Many Women Struggle to Orgasm During Sex

The Pleasure Gap

It’s no secret that many women struggle to reach orgasm during sex — and it’s a pattern that’s been well documented and frustratingly persistent. What’s often referred to as the “pleasure gap” remains a striking disparity, particularly in heterosexual encounters. A 2019 study highlighted just how wide that gap is: while 82 percent of men reported orgasming during their most recent casual sexual experience, only 32 percent of women said the same. Fast forward six years, and little has changed. In a large-scale study published in June 2023 involving over 24,000 American adults, researchers found that men still reported orgasming between 22 to 30 percent more frequently than women.

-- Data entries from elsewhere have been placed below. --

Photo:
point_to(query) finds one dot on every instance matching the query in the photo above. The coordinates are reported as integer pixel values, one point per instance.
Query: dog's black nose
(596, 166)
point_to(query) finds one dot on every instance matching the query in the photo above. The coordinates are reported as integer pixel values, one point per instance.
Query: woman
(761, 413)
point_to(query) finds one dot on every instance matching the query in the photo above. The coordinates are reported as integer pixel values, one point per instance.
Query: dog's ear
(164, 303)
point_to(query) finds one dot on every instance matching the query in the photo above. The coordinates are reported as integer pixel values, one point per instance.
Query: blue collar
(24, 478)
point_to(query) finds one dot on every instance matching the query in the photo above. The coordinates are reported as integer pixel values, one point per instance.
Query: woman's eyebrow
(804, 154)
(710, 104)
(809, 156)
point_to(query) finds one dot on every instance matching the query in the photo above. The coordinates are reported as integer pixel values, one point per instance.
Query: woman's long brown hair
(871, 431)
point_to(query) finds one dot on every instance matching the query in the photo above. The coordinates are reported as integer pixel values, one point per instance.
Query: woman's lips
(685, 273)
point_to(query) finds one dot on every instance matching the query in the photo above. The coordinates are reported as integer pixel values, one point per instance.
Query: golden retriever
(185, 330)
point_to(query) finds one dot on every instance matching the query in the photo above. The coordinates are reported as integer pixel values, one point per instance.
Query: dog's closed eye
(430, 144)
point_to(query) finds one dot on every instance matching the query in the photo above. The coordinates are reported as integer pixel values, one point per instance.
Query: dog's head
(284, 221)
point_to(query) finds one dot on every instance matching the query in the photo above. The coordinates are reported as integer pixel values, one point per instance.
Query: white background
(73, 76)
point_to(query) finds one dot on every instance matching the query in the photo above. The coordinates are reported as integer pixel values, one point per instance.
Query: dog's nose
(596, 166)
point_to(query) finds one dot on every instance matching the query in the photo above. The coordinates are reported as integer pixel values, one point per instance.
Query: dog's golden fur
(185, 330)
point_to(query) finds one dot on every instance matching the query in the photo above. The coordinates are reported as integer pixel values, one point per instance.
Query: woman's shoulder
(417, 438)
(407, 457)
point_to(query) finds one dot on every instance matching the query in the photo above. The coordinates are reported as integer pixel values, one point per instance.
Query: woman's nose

Women Struggle to Orgasm During Sex

For women who rarely or never orgasm during sex, these numbers don’t just feel discouraging — they reflect a deeper, systemic issue. The normalization of women not reaching climax has become so ingrained in our culture that it’s often brushed off as just “how things are.” But it shouldn’t be.

There are many factors contributing to this imbalance. From a young age, most women receive little to no comprehensive education about their own pleasure. Traditional sex education, where it exists, often focuses on anatomy, reproduction, and risk prevention — not intimacy or enjoyment. Meanwhile, the influence of mainstream pornography tends to reinforce unrealistic and male-centered depictions of sex, where the male orgasm is the assumed endpoint of every encounter.

These skewed representations bleed into real-life sexual dynamics. In many heterosexual relationships, there’s an unspoken prioritization of male pleasure, while female pleasure is often treated as secondary, optional, or worse — performative. Women are frequently encouraged, whether subtly or explicitly, to appear satisfied rather than to genuinely seek satisfaction.

This cultural conditioning doesn’t just shape how sex unfolds in the bedroom; it also shapes what women believe they’re allowed to expect or ask for. Emotional and psychological barriers — including shame, self-consciousness, and a lack of communication — can make it even more difficult for women to focus on their own needs and desires.

The result is a sexual landscape where far too many women feel disconnected from their own pleasure, pressured to perform rather than to explore. Closing the pleasure gap isn’t just about better techniques or more foreplay — it requires shifting how we talk about sex, how we value women’s experiences, and how we define intimacy in the first place.

The good news? These patterns aren’t set in stone. With growing awareness, better education, and open, shame-free conversations about pleasure and equality, change is possible — and overdue.